Michael Tomlinson, 60, is a longtime business consultant who has worked for big banks, insurance companies and other industries. He is a graduate of Temple University’s Fox School of Business and once worked as a teacher at Overbrook High School. He is also active in community organizations, including the Foundation Fighting Blindness and the Holmesburg Boys Club. Tomlinson lives in Northeast Philadelphia.

Why are you running for City Controller?

I’m running for City Controller to provide the very-much independent oversight of the taxpayer dollar. I will aggressively perform the required audit, review and investigation of city operations that is significantly deficient. I want the Controller to be the eyes and ears of the people. I want to ensure residents are kept aware and fully informed of the true nature of the waste, inefficiencies and all forms of corruption. I will make certain that necessary changes are made to safeguard the resident taxpayer interests and guarantee a more effective and efficient use of city resources. I am running for City Controller because, like many residents, I am frustrated with the shady management of our city operations and lack of transparency to the residents of the city I love. I have no personal interests in this endeavor; just well-intentioned service to represent The People

What makes you the best candidate for the job?

I’m the most qualified, independent and objective person running for Controller. I’ve had a career managing large corporate accounting and financial operations combined with extensive national and international experience as an audit and investigative business consultant. I understand accountability, efficiency and, most importantly, affecting change. I am the most independent and non-establishment candidate seeking this critical office. I’m the candidate with the most relevant experience, which includes a career as a Certified Public Accountant. City residents need someone who will perform the responsibilities of City Controller without submission to the politics of the job. I’m not the typical, routine establishment politician or entrenched government insider. I am seeking this position with the perspective of an outside consultant who is beholden to no-one but the residents of the City of Philadelphia. Finally, my experience in auditing pension plans is necessary given the City’s Pension Plan crisis. We’re being misled about the Pension Plan assessment.
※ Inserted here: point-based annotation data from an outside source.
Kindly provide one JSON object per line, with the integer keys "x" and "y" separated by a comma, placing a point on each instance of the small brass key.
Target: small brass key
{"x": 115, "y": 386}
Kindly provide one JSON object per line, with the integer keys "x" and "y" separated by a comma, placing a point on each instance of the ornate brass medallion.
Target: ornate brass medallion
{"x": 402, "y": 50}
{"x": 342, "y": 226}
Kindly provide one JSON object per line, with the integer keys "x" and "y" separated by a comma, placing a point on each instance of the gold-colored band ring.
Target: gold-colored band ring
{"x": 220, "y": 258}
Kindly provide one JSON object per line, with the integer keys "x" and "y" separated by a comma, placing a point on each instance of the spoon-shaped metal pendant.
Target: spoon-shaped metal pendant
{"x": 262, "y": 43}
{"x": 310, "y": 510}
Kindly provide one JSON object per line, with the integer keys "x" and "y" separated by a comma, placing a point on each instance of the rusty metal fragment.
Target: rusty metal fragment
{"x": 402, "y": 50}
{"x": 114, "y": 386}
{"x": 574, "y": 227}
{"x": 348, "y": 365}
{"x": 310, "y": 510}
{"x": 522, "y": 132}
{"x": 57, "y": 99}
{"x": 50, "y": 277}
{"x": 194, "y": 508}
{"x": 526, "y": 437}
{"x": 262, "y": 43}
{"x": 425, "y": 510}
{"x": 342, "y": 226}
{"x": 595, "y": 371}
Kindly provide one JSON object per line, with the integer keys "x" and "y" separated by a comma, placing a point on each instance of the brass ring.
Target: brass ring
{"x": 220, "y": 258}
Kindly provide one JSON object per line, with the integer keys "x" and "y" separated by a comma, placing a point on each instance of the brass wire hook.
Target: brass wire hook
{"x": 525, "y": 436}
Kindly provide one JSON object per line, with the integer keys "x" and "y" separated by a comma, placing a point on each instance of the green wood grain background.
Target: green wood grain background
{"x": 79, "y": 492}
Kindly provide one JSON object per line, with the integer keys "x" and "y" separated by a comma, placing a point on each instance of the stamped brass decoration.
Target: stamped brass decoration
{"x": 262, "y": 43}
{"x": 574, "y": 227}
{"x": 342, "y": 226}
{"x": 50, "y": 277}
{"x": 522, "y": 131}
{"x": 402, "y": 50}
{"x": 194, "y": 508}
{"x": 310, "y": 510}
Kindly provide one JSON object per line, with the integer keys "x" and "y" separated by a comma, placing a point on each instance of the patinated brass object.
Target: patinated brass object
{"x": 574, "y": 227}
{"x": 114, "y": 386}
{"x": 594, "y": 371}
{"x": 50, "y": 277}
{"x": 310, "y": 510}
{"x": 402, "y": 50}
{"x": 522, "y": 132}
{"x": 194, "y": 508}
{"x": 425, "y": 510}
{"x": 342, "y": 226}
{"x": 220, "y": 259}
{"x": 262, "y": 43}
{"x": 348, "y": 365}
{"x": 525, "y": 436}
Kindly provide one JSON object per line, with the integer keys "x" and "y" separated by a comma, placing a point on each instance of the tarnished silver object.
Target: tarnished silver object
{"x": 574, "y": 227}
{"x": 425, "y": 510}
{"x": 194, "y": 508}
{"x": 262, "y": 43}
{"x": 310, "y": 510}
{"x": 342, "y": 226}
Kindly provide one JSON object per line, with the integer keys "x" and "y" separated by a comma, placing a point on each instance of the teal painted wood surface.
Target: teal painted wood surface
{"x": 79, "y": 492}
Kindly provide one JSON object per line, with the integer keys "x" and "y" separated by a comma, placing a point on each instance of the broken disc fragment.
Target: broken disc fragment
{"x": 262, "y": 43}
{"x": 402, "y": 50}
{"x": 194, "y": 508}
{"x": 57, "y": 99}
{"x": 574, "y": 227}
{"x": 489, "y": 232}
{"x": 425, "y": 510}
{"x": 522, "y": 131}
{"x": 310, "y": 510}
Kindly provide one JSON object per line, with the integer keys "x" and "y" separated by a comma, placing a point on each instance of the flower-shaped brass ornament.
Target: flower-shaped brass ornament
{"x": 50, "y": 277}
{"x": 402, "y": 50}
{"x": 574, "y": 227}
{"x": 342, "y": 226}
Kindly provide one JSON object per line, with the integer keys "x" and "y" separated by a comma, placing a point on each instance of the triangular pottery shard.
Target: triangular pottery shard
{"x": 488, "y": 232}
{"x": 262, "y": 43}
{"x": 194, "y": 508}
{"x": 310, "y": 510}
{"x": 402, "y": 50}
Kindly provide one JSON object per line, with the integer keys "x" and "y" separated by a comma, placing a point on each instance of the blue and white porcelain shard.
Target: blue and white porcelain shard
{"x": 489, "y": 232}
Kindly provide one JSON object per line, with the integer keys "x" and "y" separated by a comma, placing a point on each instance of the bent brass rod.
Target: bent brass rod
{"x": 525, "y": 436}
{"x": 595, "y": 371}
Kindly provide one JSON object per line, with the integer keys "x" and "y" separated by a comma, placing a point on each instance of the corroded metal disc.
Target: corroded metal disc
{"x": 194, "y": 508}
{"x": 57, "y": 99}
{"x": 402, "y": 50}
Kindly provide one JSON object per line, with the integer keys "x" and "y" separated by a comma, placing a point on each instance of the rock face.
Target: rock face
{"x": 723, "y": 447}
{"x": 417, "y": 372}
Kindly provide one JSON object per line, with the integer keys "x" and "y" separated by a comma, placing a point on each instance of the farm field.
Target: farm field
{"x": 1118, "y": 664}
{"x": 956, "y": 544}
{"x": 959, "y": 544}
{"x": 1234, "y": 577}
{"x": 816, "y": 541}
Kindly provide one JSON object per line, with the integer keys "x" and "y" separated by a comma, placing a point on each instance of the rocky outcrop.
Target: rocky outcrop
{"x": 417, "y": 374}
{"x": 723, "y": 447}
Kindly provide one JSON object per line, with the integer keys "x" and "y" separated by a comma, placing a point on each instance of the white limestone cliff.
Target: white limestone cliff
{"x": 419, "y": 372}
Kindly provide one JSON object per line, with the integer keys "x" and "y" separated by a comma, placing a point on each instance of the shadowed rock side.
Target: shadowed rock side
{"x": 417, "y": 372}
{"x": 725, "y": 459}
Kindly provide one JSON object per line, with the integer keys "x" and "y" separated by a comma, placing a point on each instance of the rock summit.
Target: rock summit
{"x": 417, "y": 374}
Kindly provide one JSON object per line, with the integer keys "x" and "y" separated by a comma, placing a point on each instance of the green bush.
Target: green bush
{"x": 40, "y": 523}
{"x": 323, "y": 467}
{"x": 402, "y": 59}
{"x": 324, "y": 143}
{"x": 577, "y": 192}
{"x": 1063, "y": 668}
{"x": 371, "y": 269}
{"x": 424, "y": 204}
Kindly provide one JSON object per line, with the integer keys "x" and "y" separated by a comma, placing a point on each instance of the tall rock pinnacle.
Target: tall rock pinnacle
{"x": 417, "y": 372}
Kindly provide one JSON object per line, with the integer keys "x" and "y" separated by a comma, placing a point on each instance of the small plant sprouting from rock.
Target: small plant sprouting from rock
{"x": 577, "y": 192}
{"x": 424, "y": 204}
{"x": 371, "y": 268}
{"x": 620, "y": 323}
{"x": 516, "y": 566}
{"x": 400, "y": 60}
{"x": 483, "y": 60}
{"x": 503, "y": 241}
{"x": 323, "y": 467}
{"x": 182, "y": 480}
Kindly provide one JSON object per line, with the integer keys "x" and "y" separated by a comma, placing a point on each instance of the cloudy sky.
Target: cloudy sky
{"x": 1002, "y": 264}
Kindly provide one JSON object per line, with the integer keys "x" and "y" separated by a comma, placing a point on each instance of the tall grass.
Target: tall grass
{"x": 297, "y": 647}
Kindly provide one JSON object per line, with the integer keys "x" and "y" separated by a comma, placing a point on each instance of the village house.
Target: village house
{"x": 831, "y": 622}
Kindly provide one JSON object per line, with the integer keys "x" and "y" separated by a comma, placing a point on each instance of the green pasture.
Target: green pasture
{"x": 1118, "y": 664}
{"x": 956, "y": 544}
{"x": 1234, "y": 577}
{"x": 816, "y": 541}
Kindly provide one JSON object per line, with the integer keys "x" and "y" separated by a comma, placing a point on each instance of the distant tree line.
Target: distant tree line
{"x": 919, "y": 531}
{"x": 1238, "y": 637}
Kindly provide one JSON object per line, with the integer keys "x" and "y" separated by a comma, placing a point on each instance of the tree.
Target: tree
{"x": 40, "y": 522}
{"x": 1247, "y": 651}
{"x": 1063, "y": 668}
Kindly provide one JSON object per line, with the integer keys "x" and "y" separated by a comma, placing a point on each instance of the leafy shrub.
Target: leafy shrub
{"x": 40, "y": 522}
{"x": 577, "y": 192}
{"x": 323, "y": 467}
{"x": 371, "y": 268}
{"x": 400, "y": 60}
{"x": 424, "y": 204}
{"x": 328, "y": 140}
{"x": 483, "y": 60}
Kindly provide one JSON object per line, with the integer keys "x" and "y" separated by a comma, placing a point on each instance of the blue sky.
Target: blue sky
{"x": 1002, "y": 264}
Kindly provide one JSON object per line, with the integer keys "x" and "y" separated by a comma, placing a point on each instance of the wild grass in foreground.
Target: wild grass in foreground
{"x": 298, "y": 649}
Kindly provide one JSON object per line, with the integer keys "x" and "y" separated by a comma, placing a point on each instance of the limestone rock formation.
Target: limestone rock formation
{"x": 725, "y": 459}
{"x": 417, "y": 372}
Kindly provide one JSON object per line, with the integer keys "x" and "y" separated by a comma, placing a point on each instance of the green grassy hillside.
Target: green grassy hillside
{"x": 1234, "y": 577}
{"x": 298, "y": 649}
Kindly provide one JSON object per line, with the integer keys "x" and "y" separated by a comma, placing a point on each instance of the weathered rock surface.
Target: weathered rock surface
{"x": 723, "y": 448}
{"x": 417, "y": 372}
If elected, what would be your top priority?

My top priority is restoring accountability, reliability and confidence in the Office of City Controller. Priority is assurance that the Controller will fulfill its intended purpose and keep The People fully informed. My equal priorities are two crises not being adequately addressed: the City Pension Plan and the failed school district. Both of these priorities have significant deficiencies of which city residents are being misled.

The Philadelphia Charter explicitly requires a complete annual audit of the School District. An annual budget exceeding $3 billion is not audited, reviewed, examined or scrutinized as to how our school funds are managed. This is an environment that is ripe for fraud and corruption. I perceive clear evidence of waste, corruption and rampant misuse of School District money.

My equal priority is the crisis of the City’s Pension Plan. City management is providing misleading facts about the pension situation. An $11.7 billion obligation to retirees has only $4.4 billion of fund assets to meet this obligation. During 2016, when the typical pension plan earned an average of at least 5 percent, the city lost 3.17 percent or $149 million. The Board of Pensions (Controller is a mandated member) is misrepresenting that fund assets will achieve 7.7 percent return/income, per year, for the next 10 years.

This is a clear distortion of truth about future assets to meet future pension obligations. I recognize the Controller has fiduciary responsibility and authority to audit and examine Pension Plan operations which are exhibiting warnings of corruption. I’ll conduct detailed audits to ensure the accuracy of the $11.7 billion liability; I believe it is understated.